The War Crimes Program is delivered jointly by four program partners: the Canada Border Services Agency, the Department of Citizenship and Immigration, the Department of Justice and the Royal Canadian Mounted Police. The Canada Border Services Agency enforces the Immigration and Refugee Protection Act in denying inadmissible persons access to Canada at ports of entry, excluding refugee claimants from protection and removing inadmissible and excluded persons from Canada. The Department of Citizenship and Immigration also applies the Immigration and Refugee Protection Act when determining the admissibility of temporary and permanent residents to Canada; the Department of Citizenship and Immigration conducts the initial screening as part of the visa assessment process to determine if there are reasonable grounds to believe that the applicant has committed or was complicit in the commission of war crimes, crimes against humanity or genocide. The Department of Citizenship and Immigration is responsible for initiating citizenship revocation actions at the Federal Court on fraud grounds with respect to individuals who are involved in war crimes, crimes against humanity and genocide cases. Furthermore, the Department of Citizenship and Immigration can refuse citizenship applications under the Citizenship Act when there are reasonable grounds to believe that an individual has committed or may have been complicit in the commission of war crimes.

Under the Extradition Act, the Department of Justice is the lead on cases involving extradition to foreign states or surrender to international tribunals. The Department of Justice also works with the Public Prosecution Service of Canada in criminal proceedings led by that Department. Criminal proceedings are, in turn, based on investigations conducted by the Royal Canadian Mounted Police under the Crimes Against Humanity and War Crimes Act. Finally, the Department of Justice provides legal advice to the Department of Citizenship and Immigration and the Canada Border Services Agency and conducts all litigation related to admissibility, exclusion and removal decisions.

Program partner officials share responsibility for managing the War Crimes Program through the War Crimes Steering Committee (the Steering Committee) and the War Crimes Program Coordination and Operations Committee. The Steering Committee, composed of senior executives at the level of Assistant Deputy Minister or its equivalent, works to ensure that the War Crimes Program’s activities delivered by each program partner are aligned with the Program’s objectives and overall governmental policy. The Program Coordination and Operations Committee consists of officials from each partner organization responsible for the overall management of the War Crimes Program. They carry out the following duties: operational policy development; the setting of priorities; integrated planning; common internal and coordinated external communication and information exchange; coordinated risk management through the targeting of overseas applicants, joint file review and the assessment of allegations; and accountability for performance.

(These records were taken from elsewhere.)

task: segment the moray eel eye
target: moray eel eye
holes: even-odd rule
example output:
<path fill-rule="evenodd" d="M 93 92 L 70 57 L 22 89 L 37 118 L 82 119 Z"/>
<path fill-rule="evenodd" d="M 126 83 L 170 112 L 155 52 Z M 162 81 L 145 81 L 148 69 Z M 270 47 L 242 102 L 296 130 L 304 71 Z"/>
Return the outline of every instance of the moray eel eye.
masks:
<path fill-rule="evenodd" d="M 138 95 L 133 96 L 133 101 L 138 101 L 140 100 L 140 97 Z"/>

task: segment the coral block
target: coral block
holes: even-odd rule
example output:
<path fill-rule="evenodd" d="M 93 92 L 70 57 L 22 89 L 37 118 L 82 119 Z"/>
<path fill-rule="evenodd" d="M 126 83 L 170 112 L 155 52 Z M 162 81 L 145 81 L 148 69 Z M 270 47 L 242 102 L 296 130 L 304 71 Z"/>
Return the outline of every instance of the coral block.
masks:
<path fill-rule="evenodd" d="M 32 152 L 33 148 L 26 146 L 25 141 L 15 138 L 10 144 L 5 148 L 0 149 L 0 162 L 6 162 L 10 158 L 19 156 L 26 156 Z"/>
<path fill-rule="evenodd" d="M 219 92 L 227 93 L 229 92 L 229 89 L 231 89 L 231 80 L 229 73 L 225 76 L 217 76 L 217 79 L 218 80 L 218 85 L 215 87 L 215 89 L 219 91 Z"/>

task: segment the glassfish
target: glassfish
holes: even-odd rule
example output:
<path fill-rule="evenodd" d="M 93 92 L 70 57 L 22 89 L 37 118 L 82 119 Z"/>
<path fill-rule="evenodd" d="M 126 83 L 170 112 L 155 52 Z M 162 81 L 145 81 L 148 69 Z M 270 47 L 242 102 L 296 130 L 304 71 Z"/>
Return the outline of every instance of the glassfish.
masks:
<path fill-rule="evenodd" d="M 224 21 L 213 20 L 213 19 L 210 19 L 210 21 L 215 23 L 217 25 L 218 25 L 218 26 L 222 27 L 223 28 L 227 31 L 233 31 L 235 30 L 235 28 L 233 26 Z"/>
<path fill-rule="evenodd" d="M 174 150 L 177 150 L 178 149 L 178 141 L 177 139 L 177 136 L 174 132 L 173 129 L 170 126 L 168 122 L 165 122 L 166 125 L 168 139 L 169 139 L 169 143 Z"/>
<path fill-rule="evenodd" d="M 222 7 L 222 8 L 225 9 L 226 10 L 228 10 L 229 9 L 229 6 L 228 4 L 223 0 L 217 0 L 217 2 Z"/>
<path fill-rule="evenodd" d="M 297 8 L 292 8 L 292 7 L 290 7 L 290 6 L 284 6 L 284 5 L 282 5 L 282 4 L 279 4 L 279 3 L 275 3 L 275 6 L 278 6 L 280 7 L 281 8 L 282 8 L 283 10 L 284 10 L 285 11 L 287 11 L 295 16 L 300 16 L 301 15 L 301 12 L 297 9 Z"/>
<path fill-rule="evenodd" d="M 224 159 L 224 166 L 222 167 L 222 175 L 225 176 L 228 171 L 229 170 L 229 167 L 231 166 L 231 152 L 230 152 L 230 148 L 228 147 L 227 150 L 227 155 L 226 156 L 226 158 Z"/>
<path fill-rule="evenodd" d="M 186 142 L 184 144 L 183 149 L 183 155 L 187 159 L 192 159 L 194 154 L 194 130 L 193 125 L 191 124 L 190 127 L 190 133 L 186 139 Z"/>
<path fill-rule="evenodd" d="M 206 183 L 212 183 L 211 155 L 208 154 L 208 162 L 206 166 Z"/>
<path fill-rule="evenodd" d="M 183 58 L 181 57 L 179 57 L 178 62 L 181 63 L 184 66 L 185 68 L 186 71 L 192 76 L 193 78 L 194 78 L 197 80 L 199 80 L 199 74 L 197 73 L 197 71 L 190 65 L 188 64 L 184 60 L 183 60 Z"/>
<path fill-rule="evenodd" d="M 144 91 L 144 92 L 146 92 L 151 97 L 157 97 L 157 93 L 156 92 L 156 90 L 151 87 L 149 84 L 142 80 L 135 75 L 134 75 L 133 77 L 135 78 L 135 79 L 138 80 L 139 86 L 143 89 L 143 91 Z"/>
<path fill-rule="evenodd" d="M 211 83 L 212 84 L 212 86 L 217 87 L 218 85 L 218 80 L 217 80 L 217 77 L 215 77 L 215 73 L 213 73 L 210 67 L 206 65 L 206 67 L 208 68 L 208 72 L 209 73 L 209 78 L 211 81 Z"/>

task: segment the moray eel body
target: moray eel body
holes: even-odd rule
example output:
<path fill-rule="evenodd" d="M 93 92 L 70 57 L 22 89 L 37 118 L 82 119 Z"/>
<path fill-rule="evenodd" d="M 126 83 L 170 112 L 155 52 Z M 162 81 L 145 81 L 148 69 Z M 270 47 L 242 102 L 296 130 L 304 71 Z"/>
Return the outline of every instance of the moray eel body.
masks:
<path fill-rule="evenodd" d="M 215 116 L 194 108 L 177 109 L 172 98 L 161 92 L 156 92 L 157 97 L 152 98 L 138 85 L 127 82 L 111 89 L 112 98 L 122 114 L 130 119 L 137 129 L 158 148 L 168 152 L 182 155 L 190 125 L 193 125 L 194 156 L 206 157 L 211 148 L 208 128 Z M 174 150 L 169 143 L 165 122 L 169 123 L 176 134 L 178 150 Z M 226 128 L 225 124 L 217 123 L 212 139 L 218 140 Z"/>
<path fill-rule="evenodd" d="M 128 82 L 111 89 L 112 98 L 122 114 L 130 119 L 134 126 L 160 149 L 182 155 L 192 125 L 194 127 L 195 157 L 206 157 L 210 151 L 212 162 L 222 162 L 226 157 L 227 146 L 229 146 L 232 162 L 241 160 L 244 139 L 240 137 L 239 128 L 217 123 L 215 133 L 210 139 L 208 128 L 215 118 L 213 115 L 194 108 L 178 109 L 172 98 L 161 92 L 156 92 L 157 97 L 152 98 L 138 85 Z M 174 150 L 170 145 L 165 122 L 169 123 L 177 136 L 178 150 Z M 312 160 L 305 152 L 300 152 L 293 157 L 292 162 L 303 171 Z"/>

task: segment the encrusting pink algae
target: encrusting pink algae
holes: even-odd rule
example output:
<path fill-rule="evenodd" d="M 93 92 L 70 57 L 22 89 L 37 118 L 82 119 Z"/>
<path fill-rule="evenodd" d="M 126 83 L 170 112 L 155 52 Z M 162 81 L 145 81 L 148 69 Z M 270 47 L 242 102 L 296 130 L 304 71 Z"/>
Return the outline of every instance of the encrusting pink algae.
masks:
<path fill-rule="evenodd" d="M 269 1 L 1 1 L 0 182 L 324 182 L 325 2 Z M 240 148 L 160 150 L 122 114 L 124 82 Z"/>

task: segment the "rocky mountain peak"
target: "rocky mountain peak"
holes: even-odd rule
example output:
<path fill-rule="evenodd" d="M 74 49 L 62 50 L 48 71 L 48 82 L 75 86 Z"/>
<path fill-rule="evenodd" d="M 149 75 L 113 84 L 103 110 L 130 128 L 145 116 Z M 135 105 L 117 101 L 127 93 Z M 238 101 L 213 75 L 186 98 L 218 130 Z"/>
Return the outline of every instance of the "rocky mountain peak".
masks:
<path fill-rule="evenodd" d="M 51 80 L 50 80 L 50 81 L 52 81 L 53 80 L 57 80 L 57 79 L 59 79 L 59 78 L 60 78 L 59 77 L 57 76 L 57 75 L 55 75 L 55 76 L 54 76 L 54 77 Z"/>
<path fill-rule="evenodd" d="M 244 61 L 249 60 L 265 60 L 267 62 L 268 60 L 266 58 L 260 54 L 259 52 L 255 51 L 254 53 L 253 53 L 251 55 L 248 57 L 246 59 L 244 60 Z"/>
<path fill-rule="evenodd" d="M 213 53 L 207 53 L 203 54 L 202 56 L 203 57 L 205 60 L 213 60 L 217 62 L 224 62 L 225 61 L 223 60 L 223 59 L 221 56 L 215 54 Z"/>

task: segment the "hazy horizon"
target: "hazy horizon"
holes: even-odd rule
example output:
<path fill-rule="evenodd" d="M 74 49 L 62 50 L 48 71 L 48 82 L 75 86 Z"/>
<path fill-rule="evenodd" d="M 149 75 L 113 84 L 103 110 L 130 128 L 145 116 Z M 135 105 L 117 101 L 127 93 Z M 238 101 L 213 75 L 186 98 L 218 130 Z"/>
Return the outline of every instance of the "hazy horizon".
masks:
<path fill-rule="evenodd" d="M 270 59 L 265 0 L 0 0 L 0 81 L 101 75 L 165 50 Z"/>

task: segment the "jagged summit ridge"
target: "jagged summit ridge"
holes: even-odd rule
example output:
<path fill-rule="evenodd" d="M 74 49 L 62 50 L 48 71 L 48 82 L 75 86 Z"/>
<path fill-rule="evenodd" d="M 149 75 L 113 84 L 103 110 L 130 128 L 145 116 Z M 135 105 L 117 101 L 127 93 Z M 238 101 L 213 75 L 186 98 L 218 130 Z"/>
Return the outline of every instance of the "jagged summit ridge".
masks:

An independent evaluation conducted in 2008 concluded that the War Crimes Program is relevant and necessary and that, in a cost-effective way, it boosts Canada’s ability to meet its domestic and international obligations to respond to war criminals and persons believed to have committed or been complicit in war crimes, crimes against humanity or genocide. The evaluation also recommended that permanent funding be given to the War Crimes Program; in response to this recommendation, the Government of Canada funded the War Crimes Program on a permanent basis in the 2011 federal budget. The budget for the War Crimes Program is $15.6 million per year.

This includes an ongoing commitment of $8.4 million per year in addition to the $7.2 million per year that the Canada Border Services Agency has from existing sources of funds. An evaluation is currently underway that will assess the relevance, effectiveness, efficiency and economy of the War Crimes Program. The evaluation will be completed in 2016, and the report will be made available on the Department of Justice website.

Canada is internationally recognized for co-operating with other countries and with international tribunals in its response to war criminals and persons believed to have committed or been complicit in war crimes, crimes against humanity or genocide. Moreover, the War Crimes Program’s collaborative approach and use of multiple legislative methods to achieve its mandate have made the Program a model for similar initiatives in other countries.